I could write a short book on this subject, I simply don’t have time. I have been in business for 17 years, but I have over 30 years experience. I have never discussed my business with a lawyer. I do not carry insurance (best way not to get sued). I am not incorporated. I meet with my accountant, if you can call it that, once a year to have my taxes done. I’ll just outline a few things.
1.) You will need 250 to 300 end users to make it.
2.) You will need 15 or more servers.
3.) You will make your money on projects, not fixing things. Adds, moves, and changes.
4.) You will need to manage customer expectations.
5.) You will need to register your business for sales tax.
6.) You will learn to hate billing, it is tedious, but you have to do it.
7.) Get QuickBooks or something similar.
8.) I actually just use one bank account now, I closed my business account, I didn’t need it.

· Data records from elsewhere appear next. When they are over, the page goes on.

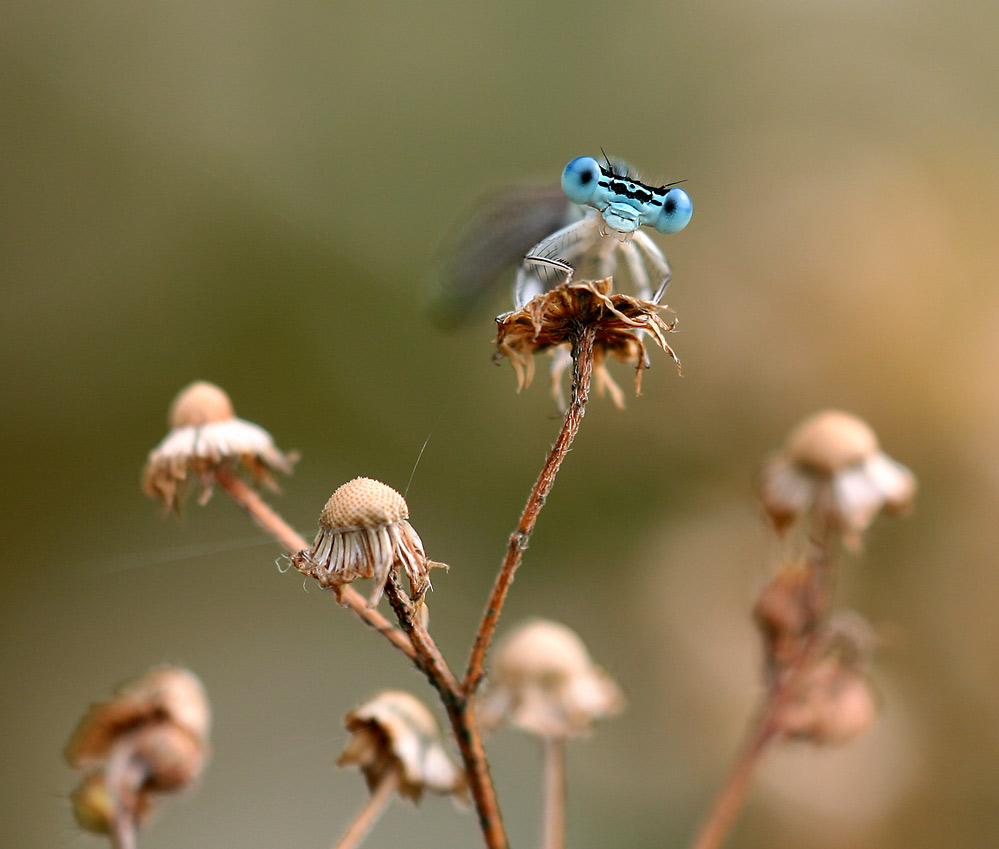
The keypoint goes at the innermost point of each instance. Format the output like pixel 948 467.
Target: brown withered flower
pixel 150 738
pixel 553 320
pixel 544 682
pixel 394 735
pixel 832 469
pixel 204 436
pixel 364 532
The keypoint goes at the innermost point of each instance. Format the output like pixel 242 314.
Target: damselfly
pixel 557 233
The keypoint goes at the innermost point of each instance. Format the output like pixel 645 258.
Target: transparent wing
pixel 499 231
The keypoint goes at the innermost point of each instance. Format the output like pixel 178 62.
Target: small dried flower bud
pixel 164 695
pixel 831 467
pixel 151 737
pixel 544 682
pixel 834 704
pixel 396 732
pixel 171 756
pixel 93 805
pixel 553 321
pixel 205 435
pixel 364 532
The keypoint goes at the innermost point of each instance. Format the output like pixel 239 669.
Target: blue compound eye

9.) Make quarterly tax estimate payments. Figure 25% of net profit.
10.) You need an anchor account or two. You will make 80% of your money off of 20% of your accounts.
11.) Try to stay away from selling commodity hardware. You can do ok on higher end items like routers, switches, and the like. You really need 25 point margins on hardware, if you try to do that on PC’s in might come back to bite you.
12.) Avoid the “onesy, twosy” clients. They will kill you. Your target market should be 8 to 70 users. Companies much larger typically have their own IT person or staff.
13.) Home users are death, typically by hari-kiri.
14.) Iron your shirt.
I’m sure some here will dispute some of this, but really, this is a numbers game more than anything else.